The SNMP event detector in NX-OS does not support a delta or incremental polling type so counter objects cannot be properly monitored. This makes it difficult to monitor things such as interface utilization. This solution repurposes the SNMP ED along with a Tcl script and a hidden VSH command to provide syslog alerting if any of a list of interfaces exceeds a configurable threshold.
First, configure an EEM applet using the SNMP ED. This applet will monitor sysUpTime and fire whenever sysUpTime is greater than 0. This will always be true. The point of this applet is to run each time the polling interval pops and execute the Tcl script.
event manager applet ifTimer
event snmp oid 1.3.6.1.2.1.1.3.0 get-type exact entry-op gt entry-val 0 poll-interval 30
action 1.0 cli tclsh bootflash:if_util.tcl
In this example, the applet will run every 30 seconds and fire off the if_util.tcl script. It is the job of this script to check the interface utilization.
The attached Tcl script will check two EEM environment variables. The first provides a comma-separated list of interfaces to check. The second specifies the threshold.
event manager environment if_util_intfs "e3/1,e3/2,e4/1"
event manager environment if_util_threshold "90"
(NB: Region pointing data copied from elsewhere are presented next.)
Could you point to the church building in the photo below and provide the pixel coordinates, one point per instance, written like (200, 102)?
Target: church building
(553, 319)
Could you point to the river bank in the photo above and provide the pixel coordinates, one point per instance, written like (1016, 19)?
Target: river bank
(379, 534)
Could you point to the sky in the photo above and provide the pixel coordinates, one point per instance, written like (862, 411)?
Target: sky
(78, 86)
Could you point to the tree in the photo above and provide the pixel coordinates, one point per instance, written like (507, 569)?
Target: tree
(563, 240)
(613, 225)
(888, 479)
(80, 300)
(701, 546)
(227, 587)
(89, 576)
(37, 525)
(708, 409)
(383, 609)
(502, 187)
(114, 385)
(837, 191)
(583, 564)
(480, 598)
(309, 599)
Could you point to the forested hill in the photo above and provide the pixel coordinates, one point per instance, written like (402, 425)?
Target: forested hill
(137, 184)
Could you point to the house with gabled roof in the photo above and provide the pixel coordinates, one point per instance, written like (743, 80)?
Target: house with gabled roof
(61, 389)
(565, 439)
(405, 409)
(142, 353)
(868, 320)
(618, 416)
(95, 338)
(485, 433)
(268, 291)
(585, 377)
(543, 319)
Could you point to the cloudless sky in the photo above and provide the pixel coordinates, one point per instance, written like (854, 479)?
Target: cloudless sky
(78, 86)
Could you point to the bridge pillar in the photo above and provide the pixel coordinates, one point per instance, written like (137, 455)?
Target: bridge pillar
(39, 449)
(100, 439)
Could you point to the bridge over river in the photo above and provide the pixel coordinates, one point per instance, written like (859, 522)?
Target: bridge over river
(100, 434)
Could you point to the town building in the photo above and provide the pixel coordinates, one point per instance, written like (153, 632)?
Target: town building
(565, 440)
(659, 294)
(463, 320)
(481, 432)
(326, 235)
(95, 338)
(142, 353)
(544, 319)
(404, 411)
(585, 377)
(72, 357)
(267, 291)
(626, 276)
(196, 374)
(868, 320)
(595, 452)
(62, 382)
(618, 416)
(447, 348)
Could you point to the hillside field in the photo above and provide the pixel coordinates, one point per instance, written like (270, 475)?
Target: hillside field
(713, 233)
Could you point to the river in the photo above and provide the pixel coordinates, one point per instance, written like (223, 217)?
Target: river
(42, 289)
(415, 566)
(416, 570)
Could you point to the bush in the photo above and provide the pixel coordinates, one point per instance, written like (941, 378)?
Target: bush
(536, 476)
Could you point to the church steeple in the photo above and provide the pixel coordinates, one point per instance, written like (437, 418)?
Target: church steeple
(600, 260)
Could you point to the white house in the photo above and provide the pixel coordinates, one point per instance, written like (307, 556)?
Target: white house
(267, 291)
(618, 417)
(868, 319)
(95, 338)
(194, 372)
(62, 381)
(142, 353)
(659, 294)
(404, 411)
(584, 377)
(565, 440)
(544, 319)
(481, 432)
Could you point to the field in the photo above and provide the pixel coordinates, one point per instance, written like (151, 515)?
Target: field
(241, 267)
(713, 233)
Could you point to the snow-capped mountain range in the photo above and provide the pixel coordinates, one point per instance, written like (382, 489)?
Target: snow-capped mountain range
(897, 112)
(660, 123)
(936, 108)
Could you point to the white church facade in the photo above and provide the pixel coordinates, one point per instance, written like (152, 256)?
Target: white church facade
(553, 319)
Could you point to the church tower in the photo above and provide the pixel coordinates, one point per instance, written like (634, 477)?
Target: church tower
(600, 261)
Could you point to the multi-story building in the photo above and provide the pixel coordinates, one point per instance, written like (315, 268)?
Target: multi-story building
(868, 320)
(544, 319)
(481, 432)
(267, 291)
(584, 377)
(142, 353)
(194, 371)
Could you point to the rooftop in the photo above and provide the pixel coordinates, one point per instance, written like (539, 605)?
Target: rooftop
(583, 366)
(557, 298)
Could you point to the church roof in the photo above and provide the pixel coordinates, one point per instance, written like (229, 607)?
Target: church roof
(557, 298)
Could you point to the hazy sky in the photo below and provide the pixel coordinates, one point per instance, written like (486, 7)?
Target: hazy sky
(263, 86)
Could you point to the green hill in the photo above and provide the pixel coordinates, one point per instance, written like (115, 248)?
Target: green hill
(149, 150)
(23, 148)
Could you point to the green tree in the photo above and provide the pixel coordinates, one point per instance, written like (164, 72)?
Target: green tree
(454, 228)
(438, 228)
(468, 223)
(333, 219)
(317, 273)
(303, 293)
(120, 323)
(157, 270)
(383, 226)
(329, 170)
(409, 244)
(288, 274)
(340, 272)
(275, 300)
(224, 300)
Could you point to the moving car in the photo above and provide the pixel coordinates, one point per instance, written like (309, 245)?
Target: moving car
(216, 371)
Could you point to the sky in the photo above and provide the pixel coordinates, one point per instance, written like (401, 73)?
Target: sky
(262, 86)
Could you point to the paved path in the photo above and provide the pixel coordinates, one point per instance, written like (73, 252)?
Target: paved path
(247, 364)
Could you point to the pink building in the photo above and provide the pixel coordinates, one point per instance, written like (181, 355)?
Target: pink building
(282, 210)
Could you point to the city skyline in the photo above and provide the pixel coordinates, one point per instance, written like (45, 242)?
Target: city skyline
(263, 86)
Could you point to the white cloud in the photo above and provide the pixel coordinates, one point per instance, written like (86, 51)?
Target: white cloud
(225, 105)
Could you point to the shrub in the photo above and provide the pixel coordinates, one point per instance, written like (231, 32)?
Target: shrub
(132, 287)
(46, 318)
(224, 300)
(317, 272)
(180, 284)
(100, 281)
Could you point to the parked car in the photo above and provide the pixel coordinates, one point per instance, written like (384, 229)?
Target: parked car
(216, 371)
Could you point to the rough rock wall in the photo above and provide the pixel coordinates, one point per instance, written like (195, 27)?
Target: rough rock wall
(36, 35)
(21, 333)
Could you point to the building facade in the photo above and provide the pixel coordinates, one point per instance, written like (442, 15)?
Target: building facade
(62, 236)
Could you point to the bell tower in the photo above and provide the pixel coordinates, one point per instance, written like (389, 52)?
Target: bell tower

In this example, the script will monitor the utilization of Ethernet3/1, Ethernet3/2, and Ethernet4/1 (using the "show interface" command). If any of the iterfaces' utilization is over 90%, a syslog message will be generated for that interface. That syslog will look like:
%USER-2-SYSTEM_MSG: systest from 0: Interface e3/1 exceeded 90% utilization threshold: Tx: 91%, Rx: 60% - vsh
This solution has been tested on a Nexus 7K running 6.0(3). NX-OS 5.2 or higher should also work with this solution.